The fuzzy problem description may be preferred if the available data is coarse or inconsistent, but more specific than only upper and lower bounds, or in case the sensitivity with respect to the parameter spread size is studied. The discussion on a fuzzy description for the considered problem is presented in detail in [18].

In case of different types of uncertainties present in the system, one refers to polymorphic uncertainties. In this case the interval-stochastic, fuzzy-stochastic or evidence theory is applied. All of these approaches use p-boxes instead of precise cumulative probability distribution functions of input parameters. That is the reason why an alternative terminology for this techniques is often used: the imprecise probability. The combination of random variables and fuzzy numbers used to describe imprecision in the considered problem [18] results naturally in a fuzzy-stochastic problem treatment.

The structure of the proposed fuzzy-stochastic homogenization framework is as follows [18]. Based on the experimental data we design a stochastic representative volume element. Parametrized distributions like, e.g. truncated Gaussian or truncated log-normal, are used to fit statistical data. The distribution parameters and material properties cannot be estimated exactly and, thus, become fuzzy numbers. Every sample generated by fuzzy arithmetic is an independent stochastic problem and is solved separately (Fig. 2). The SFEM output is then analyzed in order to construct the response surface for every quantity of interest, e.g. for the homogenized stress mean value. Response surfaces are used to extract \(\mathrm {min}\) and \(\mathrm {max}\) values of the quantities of interest for every \(\alpha \)-cut. Finally fuzzy response curves are plotted representing upper and lower bounds for every \(\alpha \)-cut.

Fig. 2

Structure of the fuzzy-stochastic FEM based homogenization framework

4 Computational homogenization of heterogeneous materials with polymorphic uncertainties in the microstructure

4.1 Description of random particle positions

In this section we briefly explain the approach which is used to describe heterogeneous materials with randomly distributed circular particles of different sizes. Let us consider firstly a material with circular particles of equal size and then generalize this approach to the case of random particle sizes.

An attempt to describe the particle positions in terms of random variables results in a large and complex system of random variables with strongly nonlinear dependencies between them. Due to the fact that particles are non-overlapping, inequalities should be used to restrict the particle positions. However, the extremely high complexity of such a description necessitates some alternative approach.

The traditional description of random particle distributions is based on the concept of a n-point probability density. The one-point probability density represents the relative density of particles. Thereby, higher one-point probability results in higher particle density in the given area. Interparticle distance is characterized by the two-point probability density function. For the considered case of uniform one-point probability function and homogeneous particle distribution, the two-point probability density may be considered as the probability to find the next particle in a certain distance from the given particle.
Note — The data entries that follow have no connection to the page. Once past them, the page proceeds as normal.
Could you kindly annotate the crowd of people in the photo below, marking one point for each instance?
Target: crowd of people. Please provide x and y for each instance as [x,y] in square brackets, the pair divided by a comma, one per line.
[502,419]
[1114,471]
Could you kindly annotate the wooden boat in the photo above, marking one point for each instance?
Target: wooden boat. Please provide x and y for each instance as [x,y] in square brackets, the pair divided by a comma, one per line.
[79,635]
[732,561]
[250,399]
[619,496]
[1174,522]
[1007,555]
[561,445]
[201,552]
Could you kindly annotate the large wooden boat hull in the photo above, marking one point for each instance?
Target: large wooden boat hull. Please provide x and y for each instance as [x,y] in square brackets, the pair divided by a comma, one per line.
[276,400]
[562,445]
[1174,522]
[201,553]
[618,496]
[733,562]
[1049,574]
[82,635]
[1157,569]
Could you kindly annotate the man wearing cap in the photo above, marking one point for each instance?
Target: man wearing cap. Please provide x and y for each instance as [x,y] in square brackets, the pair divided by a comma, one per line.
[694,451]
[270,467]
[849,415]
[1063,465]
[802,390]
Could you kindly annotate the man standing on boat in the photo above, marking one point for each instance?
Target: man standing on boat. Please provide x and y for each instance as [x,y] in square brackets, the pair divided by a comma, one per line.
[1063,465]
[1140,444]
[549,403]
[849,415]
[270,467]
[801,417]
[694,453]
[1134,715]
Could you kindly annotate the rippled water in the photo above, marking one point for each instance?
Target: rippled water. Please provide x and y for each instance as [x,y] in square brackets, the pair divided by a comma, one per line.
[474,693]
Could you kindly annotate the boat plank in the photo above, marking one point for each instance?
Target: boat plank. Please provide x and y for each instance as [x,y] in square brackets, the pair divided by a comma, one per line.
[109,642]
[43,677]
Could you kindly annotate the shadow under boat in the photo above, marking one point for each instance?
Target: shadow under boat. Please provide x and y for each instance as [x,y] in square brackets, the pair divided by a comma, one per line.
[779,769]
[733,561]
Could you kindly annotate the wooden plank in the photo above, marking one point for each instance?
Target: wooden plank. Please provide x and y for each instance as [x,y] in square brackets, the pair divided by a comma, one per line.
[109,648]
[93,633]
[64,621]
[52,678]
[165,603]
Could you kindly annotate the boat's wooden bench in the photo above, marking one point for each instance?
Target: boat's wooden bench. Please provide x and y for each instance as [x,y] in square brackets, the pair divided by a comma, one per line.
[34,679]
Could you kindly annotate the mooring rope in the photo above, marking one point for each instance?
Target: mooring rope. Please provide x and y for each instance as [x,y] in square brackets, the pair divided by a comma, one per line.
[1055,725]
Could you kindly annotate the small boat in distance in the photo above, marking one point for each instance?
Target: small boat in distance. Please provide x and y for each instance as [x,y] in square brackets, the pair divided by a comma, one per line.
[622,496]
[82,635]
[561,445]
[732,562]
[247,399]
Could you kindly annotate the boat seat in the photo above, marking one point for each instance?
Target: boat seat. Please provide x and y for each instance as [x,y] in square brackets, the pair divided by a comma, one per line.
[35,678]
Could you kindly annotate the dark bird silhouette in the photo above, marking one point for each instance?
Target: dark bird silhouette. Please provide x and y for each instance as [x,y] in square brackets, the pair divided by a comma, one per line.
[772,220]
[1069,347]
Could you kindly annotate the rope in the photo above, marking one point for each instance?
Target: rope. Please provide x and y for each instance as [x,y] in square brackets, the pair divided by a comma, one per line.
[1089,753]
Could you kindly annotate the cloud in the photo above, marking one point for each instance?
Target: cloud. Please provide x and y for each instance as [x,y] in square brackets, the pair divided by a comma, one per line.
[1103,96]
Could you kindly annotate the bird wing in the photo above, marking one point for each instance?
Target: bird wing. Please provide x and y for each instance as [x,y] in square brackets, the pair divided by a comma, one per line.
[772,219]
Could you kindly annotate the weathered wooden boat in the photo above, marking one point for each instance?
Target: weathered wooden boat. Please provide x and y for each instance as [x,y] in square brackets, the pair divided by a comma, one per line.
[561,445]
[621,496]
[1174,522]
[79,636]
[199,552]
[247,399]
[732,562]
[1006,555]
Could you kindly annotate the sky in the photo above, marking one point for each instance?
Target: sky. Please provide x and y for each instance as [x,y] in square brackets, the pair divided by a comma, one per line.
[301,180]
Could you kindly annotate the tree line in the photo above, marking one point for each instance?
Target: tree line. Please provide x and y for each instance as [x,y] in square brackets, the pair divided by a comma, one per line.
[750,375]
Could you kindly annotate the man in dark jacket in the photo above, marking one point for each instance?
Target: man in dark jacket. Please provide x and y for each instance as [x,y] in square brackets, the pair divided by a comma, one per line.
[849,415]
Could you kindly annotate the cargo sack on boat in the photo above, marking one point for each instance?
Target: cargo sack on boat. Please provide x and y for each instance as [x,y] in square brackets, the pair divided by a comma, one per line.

Thereby the direction of search is not important.

In many cases the interparticle distance plays the key role in the determination of mechanical stresses. Thus, material models based on a two-point probability density function are proven to be very accurate. Examples of that kind of models may be found in e.g. [30]. The model presented in [30] considers only one particle (center) surrounded by an infinite set of particles with random distances to the center. The disadvantage of this approach is that the interparticle distances between the surrounding particles are not considered. Figure 3 demonstrates the particle distribution generated using the two-point probabilities only. Note that the non-overlapping restriction and distribution homogeneity, which were mentioned earlier, are not fulfilled. Moreover, the introduction of any restrictions on the distances between the surrounding particles requires the use of three-, four-, five-, and n-point distribution density functions, thus, resulting in an extremely complex system of random variables.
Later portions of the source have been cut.